While economic figures indicate that poverty has declined in the last 20 years, inequality has not, with the richest 10% of households still acquiring more than half of the national income of the country.1
Laurence Hillman, MD of 1Life says: “There are many challenges to overcome, but the most basic one – especially in the face of these rising economic challenges - is for people to become financially literate and understand how to manage their money and get the best value from it - which is only achievable through education.”
Hillman continues: “Lack of this type of financial literacy culminates in bad money management, indebtedness and ultimately contributes to poverty. Now more than ever financial education needs to form a key priority in South Africa – identifying the major issues facing citizens when it comes to financial well-being, and ensuring that they are educated to better understand and manage their personal finances.”
“People go to great lengths when researching which cell phone or latest gadget to buy. However, when it comes to researching financial products, such as investment products, disability or life plans, the same type of effort and interest to understand these products does not necessarily apply,” Hillman adds.
Hillman points out, the difference is that the financial products don’t offer “instant gratification”, but are more of a long-term financial commitment which people battle to relate to.

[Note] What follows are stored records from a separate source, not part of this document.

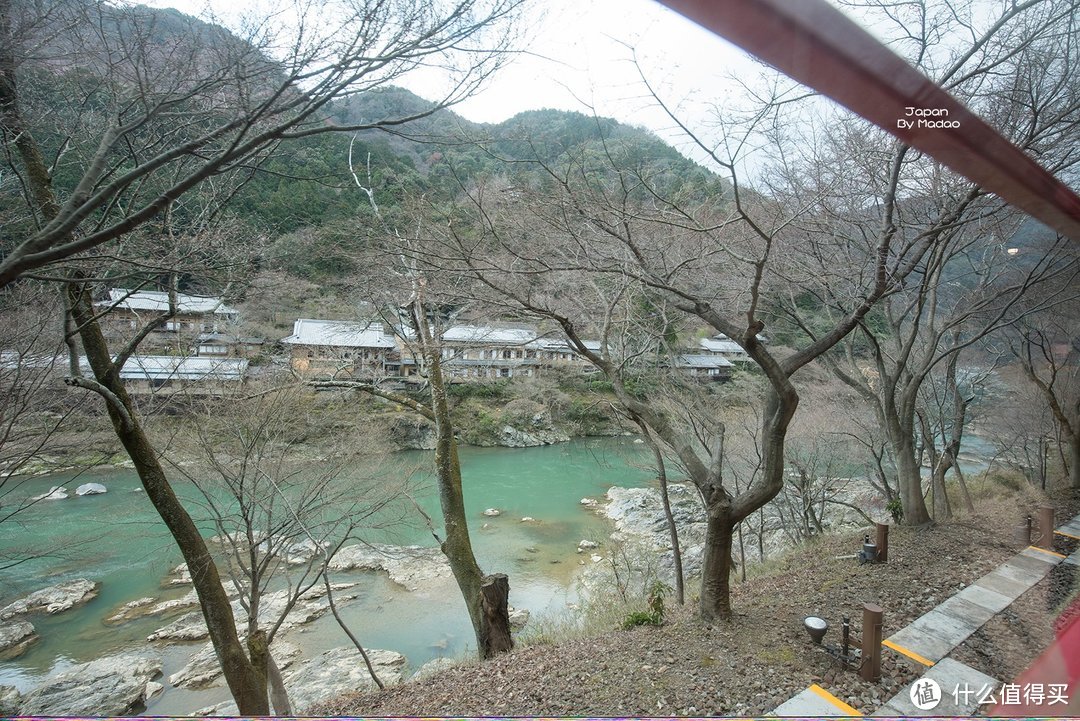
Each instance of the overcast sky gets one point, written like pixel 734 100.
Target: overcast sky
pixel 579 56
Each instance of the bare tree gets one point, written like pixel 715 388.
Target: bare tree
pixel 1044 345
pixel 174 116
pixel 281 515
pixel 1014 65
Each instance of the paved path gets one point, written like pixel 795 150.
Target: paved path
pixel 929 639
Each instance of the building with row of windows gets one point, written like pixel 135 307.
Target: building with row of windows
pixel 200 342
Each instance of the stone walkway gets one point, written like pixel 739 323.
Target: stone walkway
pixel 930 638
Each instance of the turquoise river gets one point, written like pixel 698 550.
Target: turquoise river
pixel 118 540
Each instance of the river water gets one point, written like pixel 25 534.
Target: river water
pixel 118 540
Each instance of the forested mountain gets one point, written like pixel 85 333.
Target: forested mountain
pixel 306 184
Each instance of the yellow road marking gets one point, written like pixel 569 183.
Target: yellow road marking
pixel 834 701
pixel 910 654
pixel 1047 552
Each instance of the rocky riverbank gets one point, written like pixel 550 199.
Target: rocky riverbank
pixel 742 667
pixel 121 684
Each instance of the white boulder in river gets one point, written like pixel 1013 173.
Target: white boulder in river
pixel 55 493
pixel 14 639
pixel 327 676
pixel 53 599
pixel 112 685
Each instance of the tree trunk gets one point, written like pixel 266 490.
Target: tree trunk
pixel 665 499
pixel 716 567
pixel 943 509
pixel 245 682
pixel 457 547
pixel 968 503
pixel 495 593
pixel 1074 443
pixel 279 696
pixel 908 473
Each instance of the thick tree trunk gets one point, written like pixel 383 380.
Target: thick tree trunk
pixel 908 472
pixel 279 696
pixel 457 546
pixel 495 594
pixel 245 682
pixel 716 567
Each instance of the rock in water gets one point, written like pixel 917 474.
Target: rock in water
pixel 53 599
pixel 433 667
pixel 412 567
pixel 14 639
pixel 10 698
pixel 91 489
pixel 338 671
pixel 113 685
pixel 332 674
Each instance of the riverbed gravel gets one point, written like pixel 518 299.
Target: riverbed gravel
pixel 746 666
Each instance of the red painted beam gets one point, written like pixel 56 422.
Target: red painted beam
pixel 815 44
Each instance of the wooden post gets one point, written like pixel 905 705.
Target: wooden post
pixel 882 542
pixel 1023 532
pixel 871 667
pixel 1047 527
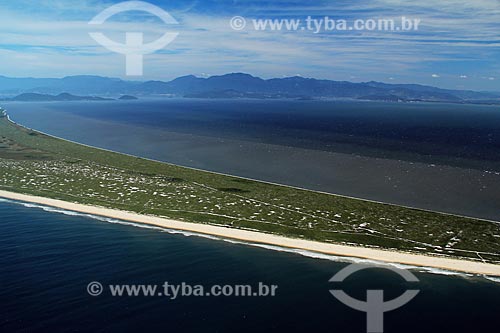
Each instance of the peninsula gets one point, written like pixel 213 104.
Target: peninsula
pixel 36 167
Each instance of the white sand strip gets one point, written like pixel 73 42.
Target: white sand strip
pixel 256 237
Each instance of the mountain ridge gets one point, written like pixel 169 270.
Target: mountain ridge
pixel 243 85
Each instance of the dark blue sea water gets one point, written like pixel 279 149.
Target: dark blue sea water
pixel 47 259
pixel 407 154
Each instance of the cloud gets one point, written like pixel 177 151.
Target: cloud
pixel 457 34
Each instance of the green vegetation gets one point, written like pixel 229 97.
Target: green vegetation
pixel 34 163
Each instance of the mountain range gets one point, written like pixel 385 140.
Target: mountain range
pixel 241 85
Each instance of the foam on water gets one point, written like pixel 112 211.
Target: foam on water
pixel 305 253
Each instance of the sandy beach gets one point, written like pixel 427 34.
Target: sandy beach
pixel 256 237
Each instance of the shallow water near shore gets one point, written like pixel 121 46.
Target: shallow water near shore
pixel 49 258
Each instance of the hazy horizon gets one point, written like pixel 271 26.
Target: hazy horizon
pixel 455 47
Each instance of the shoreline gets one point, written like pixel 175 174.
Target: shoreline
pixel 254 179
pixel 384 256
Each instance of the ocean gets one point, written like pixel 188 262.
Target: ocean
pixel 403 153
pixel 50 256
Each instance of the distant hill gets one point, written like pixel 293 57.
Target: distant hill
pixel 239 85
pixel 127 98
pixel 33 97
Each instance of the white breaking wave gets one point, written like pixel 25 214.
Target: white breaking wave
pixel 304 253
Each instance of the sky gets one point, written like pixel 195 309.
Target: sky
pixel 457 44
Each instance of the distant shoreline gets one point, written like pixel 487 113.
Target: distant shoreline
pixel 384 256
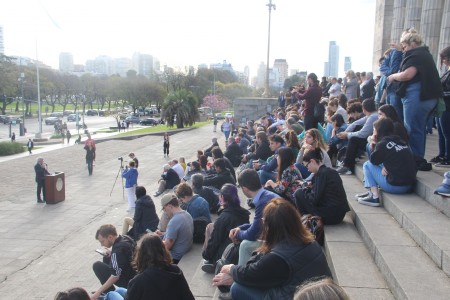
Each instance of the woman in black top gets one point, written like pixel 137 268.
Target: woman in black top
pixel 391 166
pixel 324 196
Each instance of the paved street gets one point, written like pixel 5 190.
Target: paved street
pixel 47 248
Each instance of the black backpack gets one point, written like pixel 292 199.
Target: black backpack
pixel 229 256
pixel 199 229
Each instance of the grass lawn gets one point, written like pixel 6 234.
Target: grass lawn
pixel 160 128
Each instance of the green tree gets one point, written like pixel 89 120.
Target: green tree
pixel 181 106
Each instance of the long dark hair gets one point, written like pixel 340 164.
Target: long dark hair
pixel 282 222
pixel 151 253
pixel 286 159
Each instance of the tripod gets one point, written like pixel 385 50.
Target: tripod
pixel 117 176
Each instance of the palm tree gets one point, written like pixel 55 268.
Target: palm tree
pixel 180 107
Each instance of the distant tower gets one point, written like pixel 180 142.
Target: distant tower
pixel 281 68
pixel 2 46
pixel 65 62
pixel 333 59
pixel 347 63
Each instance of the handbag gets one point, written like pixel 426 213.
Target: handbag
pixel 315 225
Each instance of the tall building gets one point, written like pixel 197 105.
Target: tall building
pixel 430 18
pixel 66 62
pixel 331 68
pixel 347 63
pixel 280 69
pixel 2 46
pixel 143 64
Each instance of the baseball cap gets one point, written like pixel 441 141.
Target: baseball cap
pixel 166 199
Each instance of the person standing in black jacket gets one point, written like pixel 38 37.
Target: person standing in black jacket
pixel 145 216
pixel 325 195
pixel 216 234
pixel 40 168
pixel 169 179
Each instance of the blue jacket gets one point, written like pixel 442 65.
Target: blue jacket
pixel 252 231
pixel 130 176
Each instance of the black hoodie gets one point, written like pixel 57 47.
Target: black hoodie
pixel 229 218
pixel 145 216
pixel 166 283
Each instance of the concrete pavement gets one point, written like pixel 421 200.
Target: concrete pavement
pixel 48 248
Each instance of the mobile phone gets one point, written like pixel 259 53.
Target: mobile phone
pixel 101 252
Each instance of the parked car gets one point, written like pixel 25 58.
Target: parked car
pixel 12 119
pixel 91 112
pixel 57 114
pixel 71 118
pixel 132 119
pixel 52 121
pixel 149 121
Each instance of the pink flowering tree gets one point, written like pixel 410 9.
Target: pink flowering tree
pixel 215 102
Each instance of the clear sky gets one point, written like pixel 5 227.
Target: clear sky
pixel 182 32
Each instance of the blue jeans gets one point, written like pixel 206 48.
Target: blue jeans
pixel 118 294
pixel 443 125
pixel 395 100
pixel 246 249
pixel 264 176
pixel 373 178
pixel 416 113
pixel 242 292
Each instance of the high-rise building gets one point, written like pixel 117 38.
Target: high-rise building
pixel 331 68
pixel 2 46
pixel 66 62
pixel 280 69
pixel 143 64
pixel 347 63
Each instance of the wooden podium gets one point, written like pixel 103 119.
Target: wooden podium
pixel 55 188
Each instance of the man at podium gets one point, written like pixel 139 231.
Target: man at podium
pixel 41 170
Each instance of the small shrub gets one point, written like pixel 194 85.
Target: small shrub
pixel 7 148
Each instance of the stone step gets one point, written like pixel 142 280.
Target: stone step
pixel 199 282
pixel 428 226
pixel 406 268
pixel 351 263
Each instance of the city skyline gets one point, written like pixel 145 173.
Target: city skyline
pixel 190 33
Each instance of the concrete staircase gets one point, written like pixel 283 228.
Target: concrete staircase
pixel 398 251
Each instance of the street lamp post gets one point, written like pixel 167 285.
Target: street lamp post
pixel 266 84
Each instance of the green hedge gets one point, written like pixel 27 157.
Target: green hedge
pixel 8 148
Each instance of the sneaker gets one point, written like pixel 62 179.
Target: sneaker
pixel 370 201
pixel 208 267
pixel 436 159
pixel 362 195
pixel 344 171
pixel 443 190
pixel 443 163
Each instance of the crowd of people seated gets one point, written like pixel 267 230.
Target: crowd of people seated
pixel 285 165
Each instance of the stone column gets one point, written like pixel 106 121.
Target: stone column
pixel 383 26
pixel 398 21
pixel 430 23
pixel 444 41
pixel 412 14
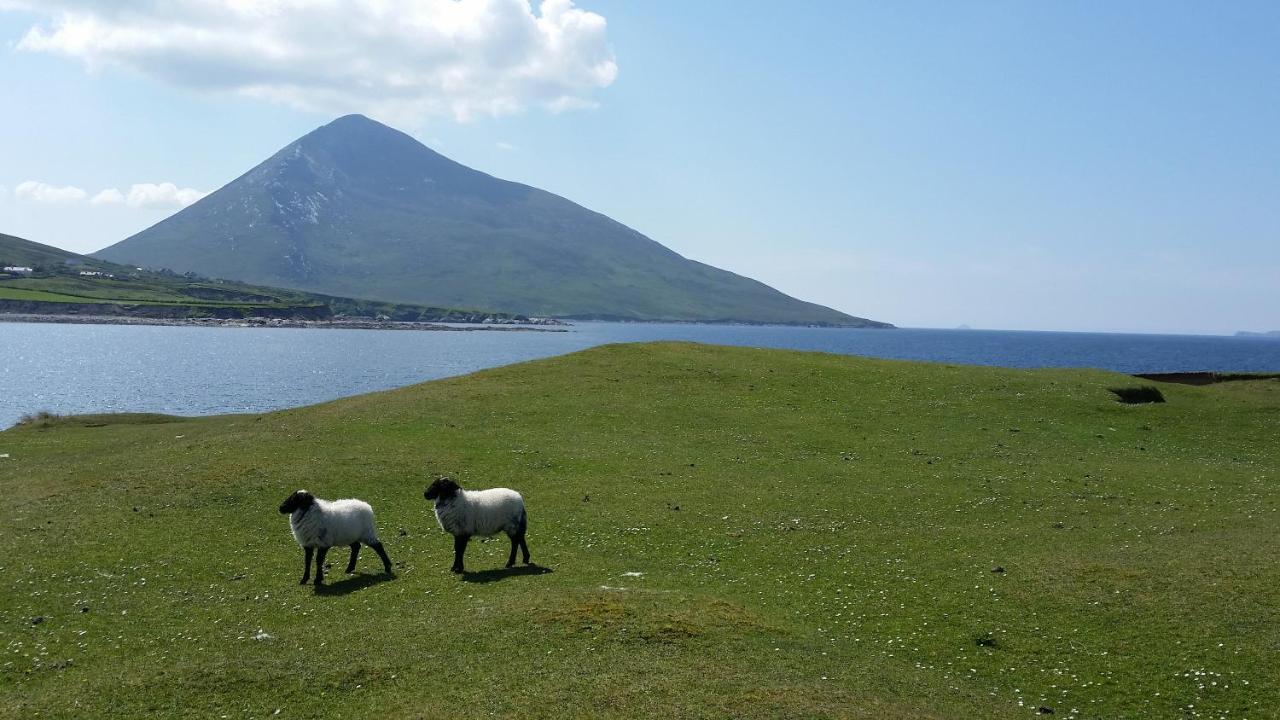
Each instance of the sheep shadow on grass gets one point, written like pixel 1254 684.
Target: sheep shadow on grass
pixel 353 583
pixel 503 573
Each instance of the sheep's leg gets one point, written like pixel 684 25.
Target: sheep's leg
pixel 320 554
pixel 460 546
pixel 382 552
pixel 355 552
pixel 306 565
pixel 515 543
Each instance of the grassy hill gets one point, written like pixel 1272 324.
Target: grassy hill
pixel 730 533
pixel 359 209
pixel 58 287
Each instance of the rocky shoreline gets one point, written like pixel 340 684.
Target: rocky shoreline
pixel 333 323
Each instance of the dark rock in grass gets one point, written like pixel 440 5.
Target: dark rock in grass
pixel 1138 395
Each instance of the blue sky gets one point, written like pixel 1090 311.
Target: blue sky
pixel 1023 165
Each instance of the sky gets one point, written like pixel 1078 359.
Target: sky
pixel 1083 165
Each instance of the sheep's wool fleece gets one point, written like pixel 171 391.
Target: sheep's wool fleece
pixel 334 523
pixel 481 513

“Businesses and government need to collectively focus on consumer education and the importance of these life changing products, to help manage one’s finances and the benefits thereof. Having said that, overcoming financial illiteracy requires people to take responsibility for their actions, which in turn calls for constant engagement to understand the risks and rewards of proper financial management, and an awareness of the impact that living on credit will have on their financial well-being," Hillman says.
“In the face of the impending budget speech, there is no doubt that many consumers will again feel the pinch as they deal with rising taxes, increased spend required to boost our economy, coupled with their existing expenses, bad debts and the continued costs of managing of their money. For this reason, it is critical that consumers start taking a more active role in understanding their finances - ensuring that they are in a position to reduce their expenses and truly start saving for their future.”
"Taking that first step is vital, and if the basics of financial literacy and wealth protection can be tackled, our country will be in a better position to control the financial future of South Africa, ultimately aiding the growth of the economy – which is critical to ensure that we remain competitive both in Africa and the rest of the world," concludes Hillman.